Combustors are commonly used in industrial and commercial operations to ignite fuel to produce combustion gases having a high temperature and pressure. For example, gas turbines and other turbomachines typically include one or more combustors to generate power or thrust. A typical gas turbine used to generate electrical power includes an axial compressor at the front, multiple combustors around the middle, and a turbine at the rear. Ambient air enters the compressor as a working fluid, and the compressor progressively imparts kinetic energy to the working fluid to produce a compressed working fluid at a highly energized state. The compressed working fluid exits the compressor and flows through one or more fuel injectors in the combustors where the compressed working fluid mixes with fuel before igniting to generate combustion gases having a high temperature and pressure. The combustion gases flow to the turbine where they expand to produce work. For example, expansion of the combustion gases in the turbine may rotate a shaft connected to a generator to produce electricity.
At particular operating conditions, combustion dynamics at specific frequencies and with sufficient amplitudes, which are in phase and coherent, may produce undesirable sympathetic vibrations in the turbine and/or other downstream components. In the context of this invention, coherence refers to the strength of the linear relationship between two (or more) dynamic signals, which is strongly influenced by the degree of frequency overlap between them. Coherence provides a measure of the degree of modal coupling of the combustion dynamics.
An alternate quantification for modal coupling is the standard deviation of the combustion dynamics frequency, either from combustor to combustor or through time. The standard deviation of the combustion dynamics frequency from combustor to combustor, herein referred to as the “standard deviation of the frequency” provides a measure of the variation in combustion dynamics frequency from combustor to combustor, which correlates with the coherence of the combustion instability. The standard deviation of the combustion dynamics frequency through time, herein referred to as the “standard deviation of the frequency through time” provides a measure of the variation of the combustion dynamics frequency through time, which also correlates with the coherence of the combustion instability. As the variation in frequency, either from combustor to combustor or through time, increases, the coherence decreases. Therefore, standard deviation of the frequency of the combustion dynamics, either from combustor to combustor or through time, can be used in the place of coherence to detect modal coupling of the combustion dynamics. Although not as robust, the standard deviation of amplitude, either from combustor to combustor or through time, herein referred to as “standard deviation of amplitude” and “standard deviation of amplitude through time,” respectively, can also be used in place of coherence to detect modal coupling of the combustion dynamics.

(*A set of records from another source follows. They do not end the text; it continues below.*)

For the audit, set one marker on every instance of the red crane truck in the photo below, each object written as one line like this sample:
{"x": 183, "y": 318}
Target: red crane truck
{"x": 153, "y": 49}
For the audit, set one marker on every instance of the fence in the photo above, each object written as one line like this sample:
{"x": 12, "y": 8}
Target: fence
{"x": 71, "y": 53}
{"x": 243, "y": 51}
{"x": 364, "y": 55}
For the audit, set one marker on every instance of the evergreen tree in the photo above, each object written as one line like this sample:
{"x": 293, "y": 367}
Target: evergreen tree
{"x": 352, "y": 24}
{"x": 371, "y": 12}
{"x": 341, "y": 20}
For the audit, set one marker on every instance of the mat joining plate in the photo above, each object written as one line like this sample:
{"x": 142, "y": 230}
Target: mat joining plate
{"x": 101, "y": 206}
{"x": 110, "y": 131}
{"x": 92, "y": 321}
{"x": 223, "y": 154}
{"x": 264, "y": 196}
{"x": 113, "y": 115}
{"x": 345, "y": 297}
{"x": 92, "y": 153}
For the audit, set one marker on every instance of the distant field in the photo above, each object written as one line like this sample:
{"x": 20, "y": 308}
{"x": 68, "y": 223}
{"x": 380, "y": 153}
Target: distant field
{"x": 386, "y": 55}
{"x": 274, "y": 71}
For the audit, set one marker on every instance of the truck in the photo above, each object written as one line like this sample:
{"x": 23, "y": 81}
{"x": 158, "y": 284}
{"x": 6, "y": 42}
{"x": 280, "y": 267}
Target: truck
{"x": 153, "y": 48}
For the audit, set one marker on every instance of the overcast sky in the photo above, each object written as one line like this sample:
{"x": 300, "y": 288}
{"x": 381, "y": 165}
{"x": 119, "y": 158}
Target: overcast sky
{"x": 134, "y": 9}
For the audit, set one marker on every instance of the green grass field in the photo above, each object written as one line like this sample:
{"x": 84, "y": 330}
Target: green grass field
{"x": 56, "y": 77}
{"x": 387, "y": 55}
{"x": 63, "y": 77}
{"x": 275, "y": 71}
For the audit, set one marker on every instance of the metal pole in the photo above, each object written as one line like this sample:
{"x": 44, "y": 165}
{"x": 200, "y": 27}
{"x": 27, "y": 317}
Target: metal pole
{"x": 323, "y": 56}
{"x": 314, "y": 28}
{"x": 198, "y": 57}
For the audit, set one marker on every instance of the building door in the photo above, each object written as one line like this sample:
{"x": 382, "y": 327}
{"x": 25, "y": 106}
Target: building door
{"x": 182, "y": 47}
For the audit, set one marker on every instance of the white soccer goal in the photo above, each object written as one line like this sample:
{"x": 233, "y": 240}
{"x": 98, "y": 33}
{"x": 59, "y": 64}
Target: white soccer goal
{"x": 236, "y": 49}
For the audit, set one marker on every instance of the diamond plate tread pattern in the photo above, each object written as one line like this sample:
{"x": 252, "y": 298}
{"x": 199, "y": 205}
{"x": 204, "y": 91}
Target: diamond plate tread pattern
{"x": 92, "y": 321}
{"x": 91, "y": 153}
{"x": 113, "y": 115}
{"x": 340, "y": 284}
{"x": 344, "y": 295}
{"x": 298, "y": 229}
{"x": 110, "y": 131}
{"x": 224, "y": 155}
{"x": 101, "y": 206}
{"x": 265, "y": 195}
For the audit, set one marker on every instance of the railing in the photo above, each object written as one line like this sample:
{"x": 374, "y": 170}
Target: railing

Alternative quantities, which are variations of standard deviation, can also be used in place of coherence to detect modal coupling. These include the variance (the square of the standard deviation of the frequency), the variance through time (the square of the standard deviation of the frequency through time), the coefficient of variation of frequency (the standard deviation of the frequency normalized by the mean of the frequency), the coefficient of variation of frequency through time (the standard deviation of the frequency through time normalized by the mean of the frequency through time), the index of dispersion of the frequency (the variance of the frequency normalized by the mean of the frequency) and the index of dispersion of the frequency through time (the variance of the frequency through time normalized by the mean of the frequency through time).
Typically, the problem of combustion-driven responses of downstream components is managed by combustor tuning which limits the amplitude of the combustion dynamics in a particular frequency band. However, combustor tuning may unnecessarily limit the operating range of the combustor. An alternative approach to reducing unwanted combustion-driven responses of downstream components is to alter the frequency, phase, amplitude, standard deviation of frequency, standard deviation of frequency through time, coefficient of variation of frequency, coefficient of variation of frequency through time, index of dispersion of frequency, index of dispersion of frequency through time, variance of frequency, and/or variance of frequency through time of the combustion dynamics.
For instance, as the combustion instability frequency in one or more, but not all, combustors is driven away from that of the other combustors, coherence and, therefore, modal coupling of combustion dynamics is reduced, which thereby reduces the ability of the combustor tone to cause a vibratory response in downstream components. Alternatively, shifting the combustion dynamics frequency of each of the combustors away from the natural frequency of the downstream components may also reduce unwanted vibrations of downstream components.
Therefore, a system and method for operating a gas turbine that detects and/or reduces the unwanted vibrations in downstream components by altering the frequency, phase, amplitude, standard deviation of the frequency, standard deviation of the frequency through time, coefficient of variation of the frequency, coefficient of variation of the frequency through time, index of dispersion of the frequency, index of dispersion of the frequency through time, variance of the frequency, and/or variance of the frequency through time of the combustors would be useful for enhancing the thermodynamic efficiency of the combustors, protecting against accelerated wear, promoting flame stability, and/or reducing undesirable emissions over a wide range of operating levels, without detrimentally impacting the life of the downstream hot gas path components.